La chaleur du mois de juin a remplacé le froid de décembre. Grand-Mère a décliné de jour en jour, juste le temps de voir la famille éclater. Qui aurait cru que c'était Bernard, l'oncle célibataire, qui était le point d'équilibre de cette smala ? C'était pourtant le cas. Sa mort a ouvert la porte aux disputes et aux déchirements. Alors Élise a baissé les bras et a fermé les yeux.

Dans la voiture, en route pour l'hôpital, mes pensées errent à leur guise autour de mon bébé endormi. Le travail qui m'épuise, mes parents qui divorcent, mon couple en sursis... Je soupire. Je passe la main dans mes cheveux courts. Les rondeurs de la grossesse ont fui mon corps épuisé à la vitesse grand V. J'ai perdu dix kilos depuis Noël, rongée par la culpabilité anticipée de divorcer. Bientôt. Quand j'aurai le courage du désespoir, quand je n'en pourrai vraiment plus. Oui, très bientôt. Je suis au bout du rouleau, au bout de cette histoire.

J'arrive enfin vers l'hôpital où je suis née. Je détache mon bébé du son siège auto. Il se réveille d'un sourire. Je retrouve ma mère aux yeux humides. Elle me guide dans les couloirs verts jusqu'à la chambre de Grand-Mère. Cela sent le désinfectant, mais la mort est partout dans le service de médecine générale où on soigne sans espoir de guérir. Les infirmières nous arrêtent. Elles sourient à mon fils, ce bébé leur met du baume au cœur rien qu'en bavouillant. Elles pépient autour de lui comme des papillons attirés par la lumière.
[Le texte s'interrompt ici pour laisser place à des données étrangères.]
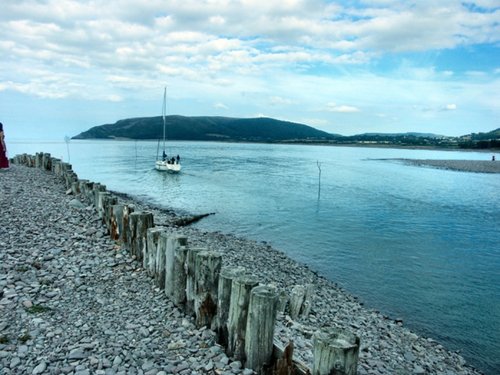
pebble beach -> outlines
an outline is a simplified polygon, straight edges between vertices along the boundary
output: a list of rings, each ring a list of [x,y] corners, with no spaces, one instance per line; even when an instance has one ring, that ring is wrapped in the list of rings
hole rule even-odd
[[[312,334],[335,327],[361,339],[358,374],[480,374],[266,243],[177,228],[177,213],[117,196],[186,235],[189,246],[221,252],[224,267],[245,267],[285,292],[312,284],[310,314],[292,320],[285,311],[275,328],[275,339],[293,340],[296,359],[310,368]],[[0,171],[0,212],[0,374],[252,374],[155,287],[94,207],[66,194],[51,172]]]
[[[473,173],[500,173],[500,162],[493,160],[432,160],[432,159],[396,159],[409,165],[448,169]]]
Mon enfant dans les bras, je porte une lanterne de vie au milieu de tout ça.

On entre dans la chambre de Grand-Mère. Dans la pénombre, le chemise de nuit blanche cache mal son ventre gonflé par la maladie. Élise garde les yeux clos, bouge légèrement la main. Maman et moi lui parlons, je ne sais plus de quoi. Que dire quand on ne peut même plus demander comment ça va ? Le bébé gazouille. Grand-Mère l'entend. Son seul petit-fils, né le jour du dernier anniversaire de son fils disparu. Elle esquisse un sourire. Mon enfant est lourd dans mes bras amaigris. Je le pose sur le lit, assis à côté d'elle. Il bouge beaucoup, j'ai peur qu'il lui fasse mal. Grand-Mère nous fait comprendre de la main qu'il peut rester là. Je parle de petits riens, de premiers mots, d'une dent qui pousse. Grand-Mère garde les yeux clos et un infime sourire aux lèvres. On part sans tarder, pour ne pas la fatiguer. Dérisoire attention, comme si elle devait économiser ses forces, comme si elle en avait encore.

Je n'aurai pas revu ses magnifiques yeux bleus, qu'elle ne rouvrira jamais. Mais la seule présence de mon enfant babillant lui aura offert l'occasion de son dernier sourire.